Manhunters will roam the region, attacking any human they can path to. The animals can't enter doors, but if they see a colonist run behind a door, they will attempt to beat down the door. If left alive, they will congregate around your base for anywhere from 24 to 54 in-game hours before they all leave.
Mad animals
Immediately drives local wildlife insane, becoming manhunter. Unlike a manhunter pack, these animals were already on the map, so won't instantly rot like with scaria.
Crashed ship part
A large piece of an ancient ship crashes nearby, along with a pack of mechanoids. The mechs will generate dormant, but will awaken when they or the ship part are attacked. While the ship part is still active, they will activate an intensifying negative effect on the map.
Defoliator ship
A crashed defoliator ship kills all wild or domesticated plants in an expanding circle, eventually reaching the entire map. The poison kills crops randomly, including plants grown in Hydroponics basins. The affected areas will ultimately have dramatically reduced chances of maturing simple crops, and slower crops will end up nearly impossible to grow.
Psychic ship
A ship part containing a hostile AI core lands on the map, and projects a psychic drone that negatively affects the mood of all humans on the map.

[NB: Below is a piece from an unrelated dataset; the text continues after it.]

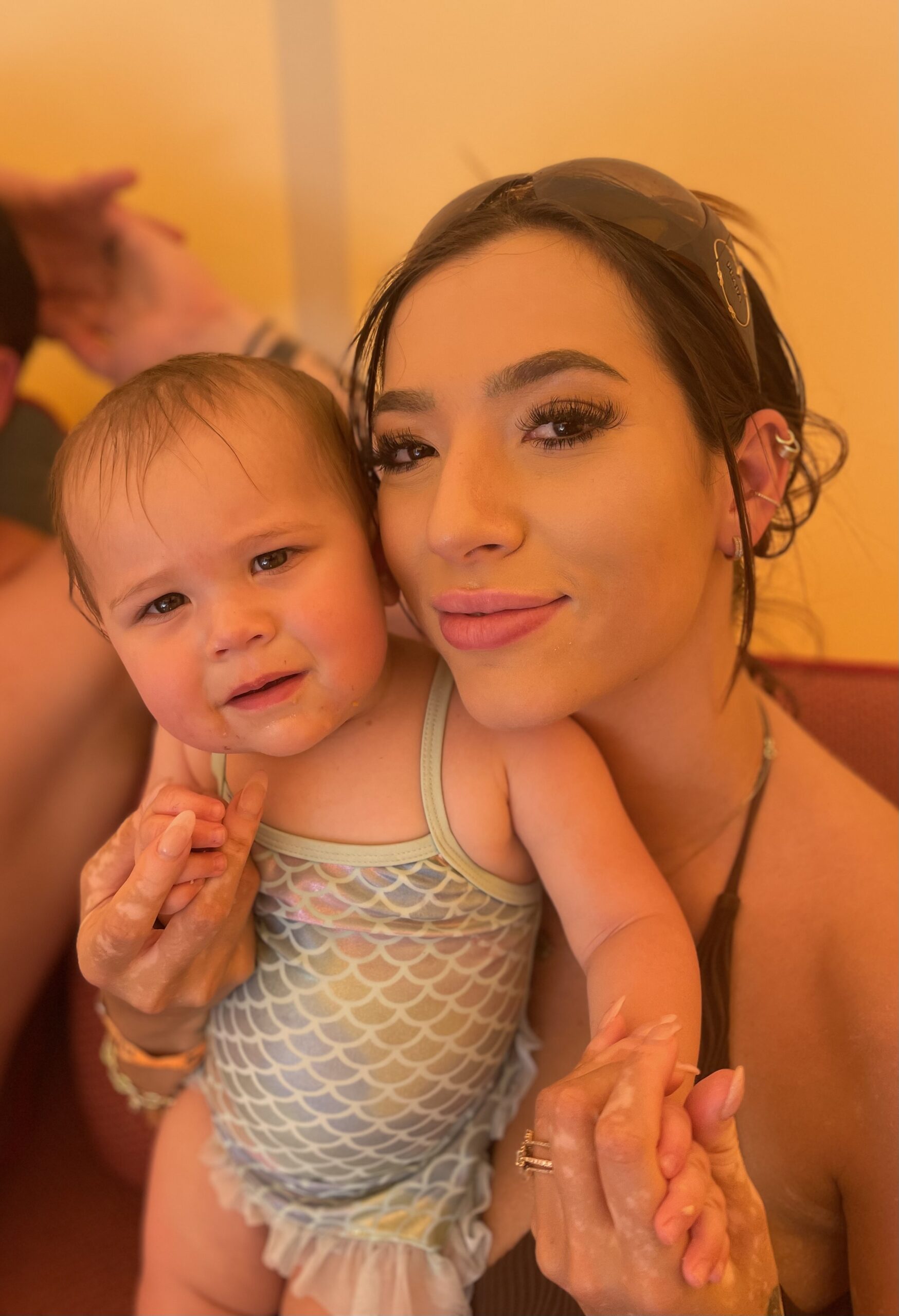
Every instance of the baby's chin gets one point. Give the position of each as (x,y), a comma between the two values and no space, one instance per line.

It begins low and grows progressively stronger the longer it stays. Therefore, it should be destroyed as quickly as possible. Colonists with psychic sensitivity traits may benefit or suffer more from its effect. The ship's AI is also capable of emitting psychic pulses that can drive a colonist to an immediate mental break, or nearby animals to madness.
Drone intensifies
If left alone long enough, the drone emitted from a crashed psychic ship will get worse as time goes on. Every 2.5 days the drone gets stronger, from -12 mood at the beginning up to -48 after 7.5 days.